English aristocrat and courtier

Lady Rosemary Mildred Muir (née Spencer-Churchill; born 24 July 1929) is an English aristocrat who served as a maid of honour to Elizabeth II at her coronation in 1953.

== Early life and family ==
Lady Rosemary Mildred Spencer-Churchill was born on 24 July 1929 in London to John Spencer-Churchill, Marquess of Blandford, and the Hon. Alexandra Mary Cadogan. Her maternal grandfather was Henry Cadogan, Viscount Chelsea. Her paternal grandmother was Consuelo Vanderbilt. Her father inherited the Dukedom of Marlborough, becoming the tenth duke when Spencer-Churchill was five years old. She grew up at Blenheim Palace in West Oxfordshire. After her father's death in 1972 her brother John became the eleventh Duke of Marlborough.

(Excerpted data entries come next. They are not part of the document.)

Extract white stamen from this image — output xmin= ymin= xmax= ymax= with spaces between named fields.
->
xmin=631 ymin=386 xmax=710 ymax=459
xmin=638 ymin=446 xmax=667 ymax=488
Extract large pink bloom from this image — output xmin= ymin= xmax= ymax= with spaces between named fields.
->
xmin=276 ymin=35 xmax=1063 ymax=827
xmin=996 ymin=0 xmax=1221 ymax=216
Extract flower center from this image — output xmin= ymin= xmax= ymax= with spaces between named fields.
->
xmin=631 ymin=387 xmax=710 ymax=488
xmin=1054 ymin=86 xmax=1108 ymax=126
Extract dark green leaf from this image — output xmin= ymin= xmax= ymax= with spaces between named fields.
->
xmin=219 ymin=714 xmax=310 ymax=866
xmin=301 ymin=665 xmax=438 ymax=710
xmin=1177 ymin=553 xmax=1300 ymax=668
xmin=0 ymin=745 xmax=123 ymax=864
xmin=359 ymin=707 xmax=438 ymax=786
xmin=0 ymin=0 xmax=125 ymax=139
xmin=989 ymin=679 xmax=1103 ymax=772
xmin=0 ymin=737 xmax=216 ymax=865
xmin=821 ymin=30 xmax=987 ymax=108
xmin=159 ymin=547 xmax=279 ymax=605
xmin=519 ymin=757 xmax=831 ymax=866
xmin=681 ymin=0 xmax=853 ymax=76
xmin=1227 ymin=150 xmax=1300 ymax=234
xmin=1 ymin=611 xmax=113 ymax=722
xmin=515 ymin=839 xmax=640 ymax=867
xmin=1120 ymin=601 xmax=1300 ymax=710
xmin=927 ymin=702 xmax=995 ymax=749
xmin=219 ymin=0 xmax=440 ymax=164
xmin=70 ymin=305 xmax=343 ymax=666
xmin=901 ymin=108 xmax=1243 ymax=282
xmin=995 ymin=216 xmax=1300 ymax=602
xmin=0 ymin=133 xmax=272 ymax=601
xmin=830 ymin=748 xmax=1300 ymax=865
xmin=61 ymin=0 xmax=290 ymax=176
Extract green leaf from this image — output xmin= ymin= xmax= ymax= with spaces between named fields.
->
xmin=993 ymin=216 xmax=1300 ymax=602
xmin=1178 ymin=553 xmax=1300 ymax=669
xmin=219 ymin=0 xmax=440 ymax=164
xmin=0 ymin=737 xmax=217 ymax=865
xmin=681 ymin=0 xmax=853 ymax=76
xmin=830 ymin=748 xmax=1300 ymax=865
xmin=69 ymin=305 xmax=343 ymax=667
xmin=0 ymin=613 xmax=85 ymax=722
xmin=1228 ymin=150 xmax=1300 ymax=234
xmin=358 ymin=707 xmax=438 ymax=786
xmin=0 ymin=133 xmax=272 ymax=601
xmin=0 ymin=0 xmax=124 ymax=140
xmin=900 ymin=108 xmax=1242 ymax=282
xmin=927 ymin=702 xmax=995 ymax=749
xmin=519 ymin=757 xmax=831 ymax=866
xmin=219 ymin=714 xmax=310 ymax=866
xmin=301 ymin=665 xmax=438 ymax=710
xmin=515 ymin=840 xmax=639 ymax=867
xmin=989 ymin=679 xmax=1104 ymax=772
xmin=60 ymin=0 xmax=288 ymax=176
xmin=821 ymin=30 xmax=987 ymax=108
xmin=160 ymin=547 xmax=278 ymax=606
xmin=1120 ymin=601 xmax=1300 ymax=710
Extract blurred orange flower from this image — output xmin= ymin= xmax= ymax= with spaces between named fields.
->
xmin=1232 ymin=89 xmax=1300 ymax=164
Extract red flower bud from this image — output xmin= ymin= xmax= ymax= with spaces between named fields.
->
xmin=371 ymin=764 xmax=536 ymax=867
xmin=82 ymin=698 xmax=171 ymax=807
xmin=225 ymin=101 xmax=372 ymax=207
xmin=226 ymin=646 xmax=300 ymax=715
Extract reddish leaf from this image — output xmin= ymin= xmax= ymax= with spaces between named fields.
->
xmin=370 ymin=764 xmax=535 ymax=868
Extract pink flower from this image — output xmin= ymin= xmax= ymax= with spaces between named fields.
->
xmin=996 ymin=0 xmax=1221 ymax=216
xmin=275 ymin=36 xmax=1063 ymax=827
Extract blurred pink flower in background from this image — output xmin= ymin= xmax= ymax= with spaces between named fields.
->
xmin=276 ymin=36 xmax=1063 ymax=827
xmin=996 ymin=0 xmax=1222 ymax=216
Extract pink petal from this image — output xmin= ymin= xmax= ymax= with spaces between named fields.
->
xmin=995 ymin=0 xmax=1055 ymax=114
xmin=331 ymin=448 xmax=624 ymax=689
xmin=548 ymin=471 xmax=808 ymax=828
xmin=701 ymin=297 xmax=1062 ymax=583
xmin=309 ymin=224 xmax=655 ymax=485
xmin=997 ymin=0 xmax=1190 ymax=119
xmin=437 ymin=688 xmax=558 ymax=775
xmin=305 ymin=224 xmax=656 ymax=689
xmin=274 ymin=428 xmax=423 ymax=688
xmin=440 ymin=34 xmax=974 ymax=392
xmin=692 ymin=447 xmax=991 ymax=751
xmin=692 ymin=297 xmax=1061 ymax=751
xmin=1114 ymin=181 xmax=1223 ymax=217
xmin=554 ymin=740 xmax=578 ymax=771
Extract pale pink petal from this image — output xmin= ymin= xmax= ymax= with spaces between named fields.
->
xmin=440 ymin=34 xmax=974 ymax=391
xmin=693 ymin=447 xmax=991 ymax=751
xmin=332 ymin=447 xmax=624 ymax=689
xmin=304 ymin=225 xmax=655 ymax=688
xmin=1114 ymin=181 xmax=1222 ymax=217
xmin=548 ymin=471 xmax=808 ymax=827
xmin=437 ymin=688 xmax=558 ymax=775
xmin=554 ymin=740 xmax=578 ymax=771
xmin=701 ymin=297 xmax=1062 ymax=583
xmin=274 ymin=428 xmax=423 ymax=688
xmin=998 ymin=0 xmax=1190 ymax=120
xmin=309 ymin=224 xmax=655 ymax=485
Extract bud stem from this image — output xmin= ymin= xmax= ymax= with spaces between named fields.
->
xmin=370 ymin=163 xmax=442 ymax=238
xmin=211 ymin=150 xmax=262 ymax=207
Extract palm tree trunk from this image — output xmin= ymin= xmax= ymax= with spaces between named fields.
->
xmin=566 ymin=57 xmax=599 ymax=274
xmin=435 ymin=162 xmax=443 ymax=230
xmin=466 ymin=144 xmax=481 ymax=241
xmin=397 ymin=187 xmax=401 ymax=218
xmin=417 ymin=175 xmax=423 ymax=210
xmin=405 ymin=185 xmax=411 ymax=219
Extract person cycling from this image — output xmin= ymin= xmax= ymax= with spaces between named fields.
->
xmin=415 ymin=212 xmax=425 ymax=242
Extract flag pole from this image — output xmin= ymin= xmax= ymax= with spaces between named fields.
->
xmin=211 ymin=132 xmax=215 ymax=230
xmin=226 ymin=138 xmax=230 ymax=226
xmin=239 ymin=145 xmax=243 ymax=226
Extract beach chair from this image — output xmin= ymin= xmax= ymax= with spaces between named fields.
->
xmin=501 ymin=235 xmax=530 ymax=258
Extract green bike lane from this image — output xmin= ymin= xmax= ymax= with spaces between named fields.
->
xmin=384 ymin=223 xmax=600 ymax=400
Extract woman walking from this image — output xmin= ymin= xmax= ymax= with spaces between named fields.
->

== Coronation of Elizabeth II ==
Spencer-Churchill served as a maid of honour to Queen Elizabeth II at her coronation in Westminster Abbey on 2 June 1953. She was the eldest and highest ranking maid of honour at Elizabeth II's coronation, as the only daughter of a duke. Lady Rosemary, along with Lady Jane Vane-Tempest-Stewart rode in a carriage with Charles Tryon, 2nd Baron Tryon, the Keeper of the Privy Purse, during the procession while the other maids of honour waited at the abbey. After the coronation, Spencer-Churchill returned to Blenheim to attend an outdoor party hosted by her mother, the Duchess of Marlborough, where they roasted an ox for villagers from Woodstock.

== Personal life ==
Spencer-Churchill married Charles Robert Muir, a stockbroker, on 26 June 1953 at Christ Church Cathedral in Oxford. Queen Elizabeth the Queen Mother and Princess Margaret were among the guests at the wedding. Their first child, Alexander Pepys Muir, was born on 8 November 1954. Their second child, Simon Huntly Muir, was born on 3 July 1959. Their third child, Mary Arabella Muir, was born on 16 January 1962. Their son Alexander is a god-son of Princess Margaret. Her husband died on 24 March 1972. She resides at Orange Hill House in Binfield.

She has seven grandchildren, Jack, Rowley, Consuelo, Robin, Thomas, Caspar and Isabella.

In 2015 Spencer-Churchill was featured in the BBC Two documentary film The Last Dukes.